[Numpy-discussion] Coverting ranks to a Gaussian

Mon Jun 9 23:09:26 EDT 2008

On Mon, Jun 9, 2008 at 7:35 PM, Robert Kern <robert.kern at gmail.com> wrote:
> On Mon, Jun 9, 2008 at 21:06, Keith Goodman <kwgoodman at gmail.com> wrote:
>> On Mon, Jun 9, 2008 at 4:45 PM, Robert Kern <robert.kern at gmail.com> wrote:
>>> On Mon, Jun 9, 2008 at 18:34, Keith Goodman <kwgoodman at gmail.com> wrote:
>>>> Does anyone have a function that converts ranks into a Gaussian?
>>>>
>>>> I have an array x:
>>>>
>>>>>> import numpy as np
>>>>>> x = np.random.rand(5)
>>>>
>>>> I rank it:
>>>>
>>>>>> x = x.argsort().argsort()
>>>>>> x_ranked = x.argsort().argsort()
>>>>>> x_ranked
>>>>   array([3, 1, 4, 2, 0])
>>>
>>> There are subtleties in computing ranks when ties are involved.

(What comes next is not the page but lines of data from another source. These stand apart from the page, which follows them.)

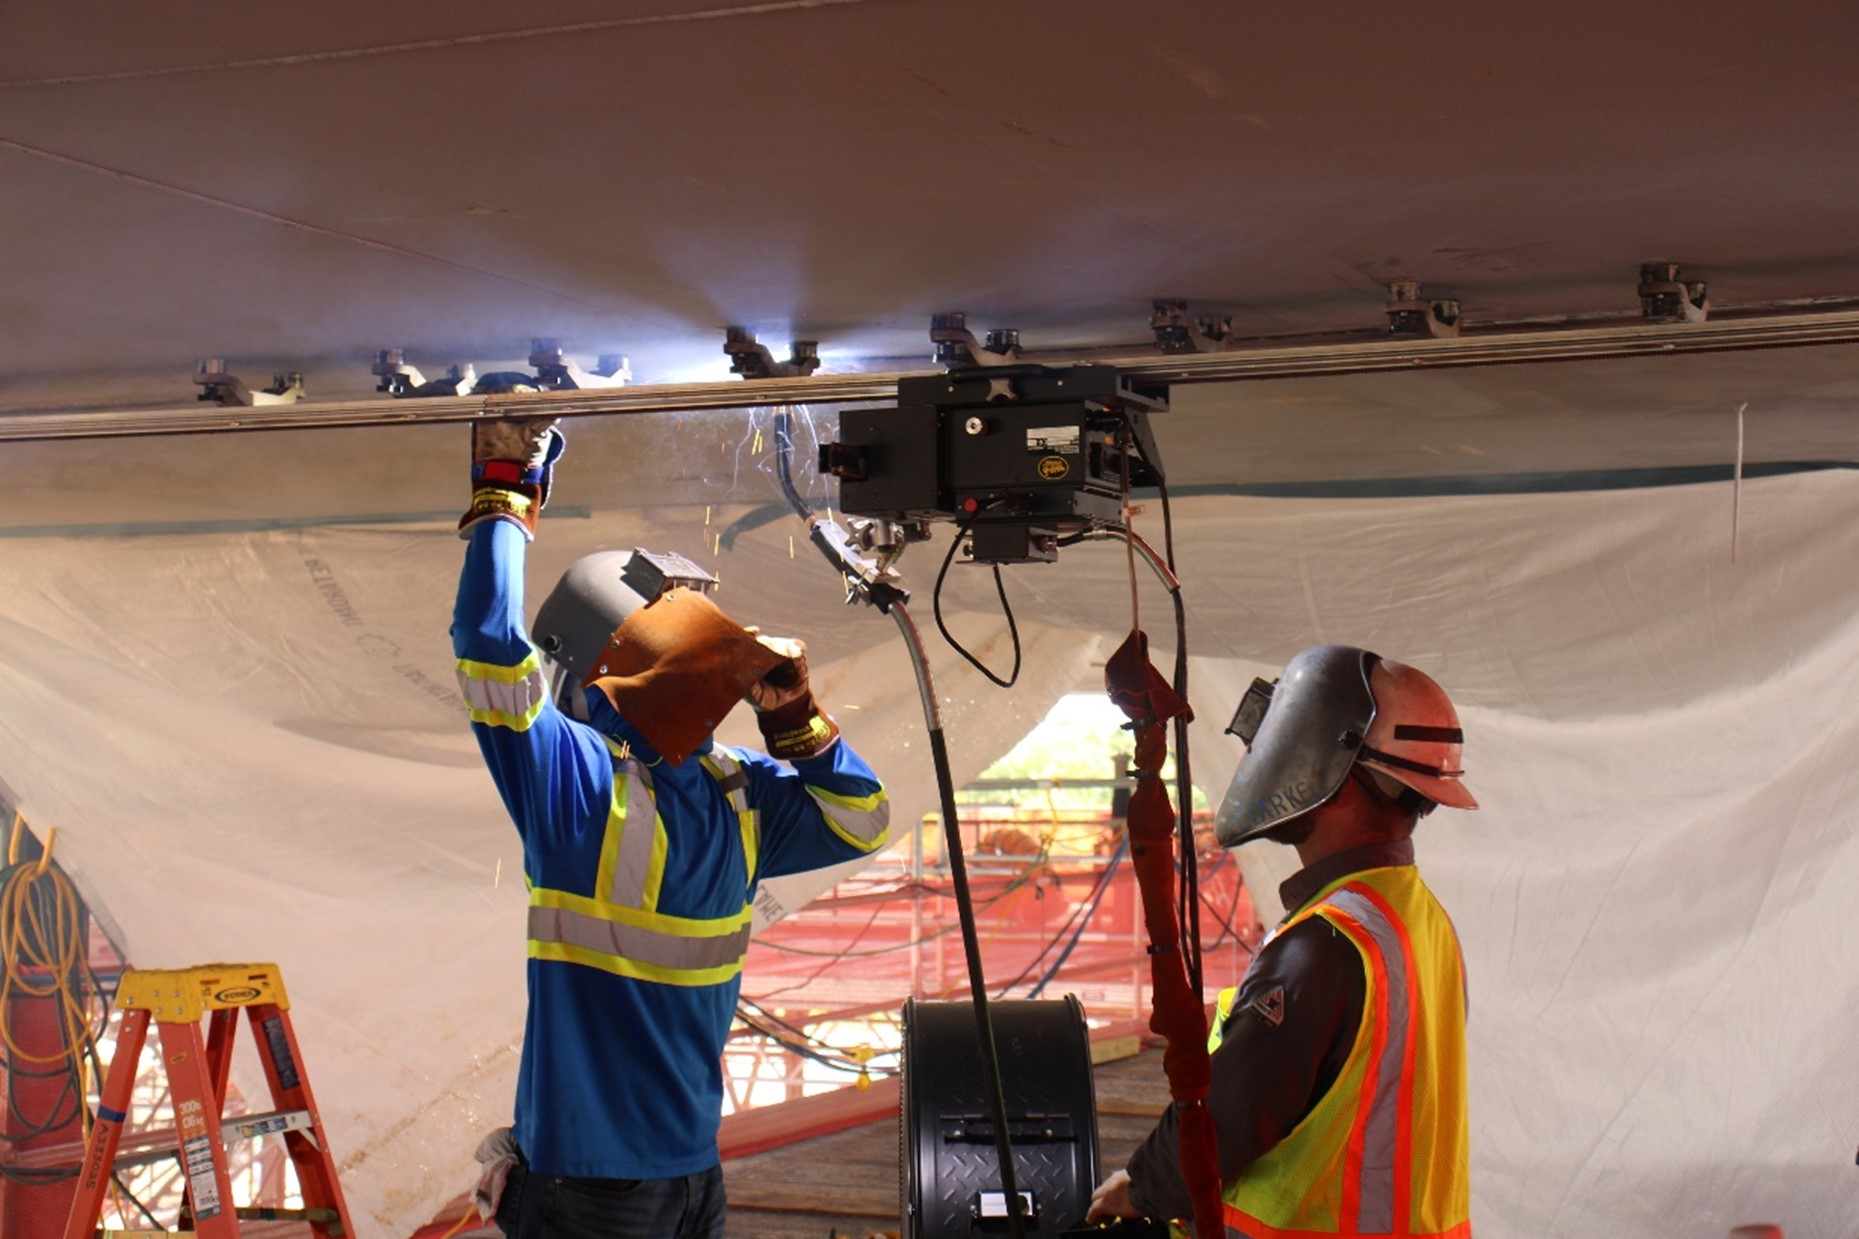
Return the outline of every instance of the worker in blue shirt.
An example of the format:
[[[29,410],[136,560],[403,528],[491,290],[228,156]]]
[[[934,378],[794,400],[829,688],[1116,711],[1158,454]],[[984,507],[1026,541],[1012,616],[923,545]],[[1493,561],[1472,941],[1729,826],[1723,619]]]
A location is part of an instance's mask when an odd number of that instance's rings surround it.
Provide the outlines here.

Take a
>>> look at the implementation of scipy.stats.rankdata().
>>
>> Good point. I had to deal with ties and missing data. I bet
>> scipy.stats.rankdata() is faster than my implementation.
>
> Actually, it's pretty slow. I think there are opportunities to make it
> faster, but I haven't explored them.
>
>>>> I would like to convert the ranks to a Gaussian without using scipy.
>>>
>>> No dice. You are going to have to use scipy.special.ndtri somewhere. A
>>> basic transformation (off the top of my head, I have no idea if this
>>> is statistically meaningful):
>>>
>>>  scipy.special.ndtri((ranks + 1.0) / (len(ranks) + 1.0))
>>>
>>> Barring tied first or last items, this should give equal weight to
>>> each of the tails outside of the range of your data.
>>
>> Nice. Thank you. It passes the never wrong chi-by-eye test:
>>
>> r = np.arange(1000)
>> g = special.ndtri((r + 1.0) / (len(r) + 1.0))
>> pylab.hist(g, 50)
>> pylab.show()
>
> BTW, what is your use case? If you are trying to compare your data to
> the normal distribution, you might want to go the other way: find the
> empirical quantiles of your data and compare them against the
> hypothetical quantiles of the data on the distribution. This *is* an
> established statistical technique; when you graph one versus the
> other, you get what is known as a Q-Q plot.

Some of the techniques I use are sensitive to noise. So to make things
more robust I sometimes transform my noisy, sort-of-normal data.
There's no theory to guide me, only empirical results.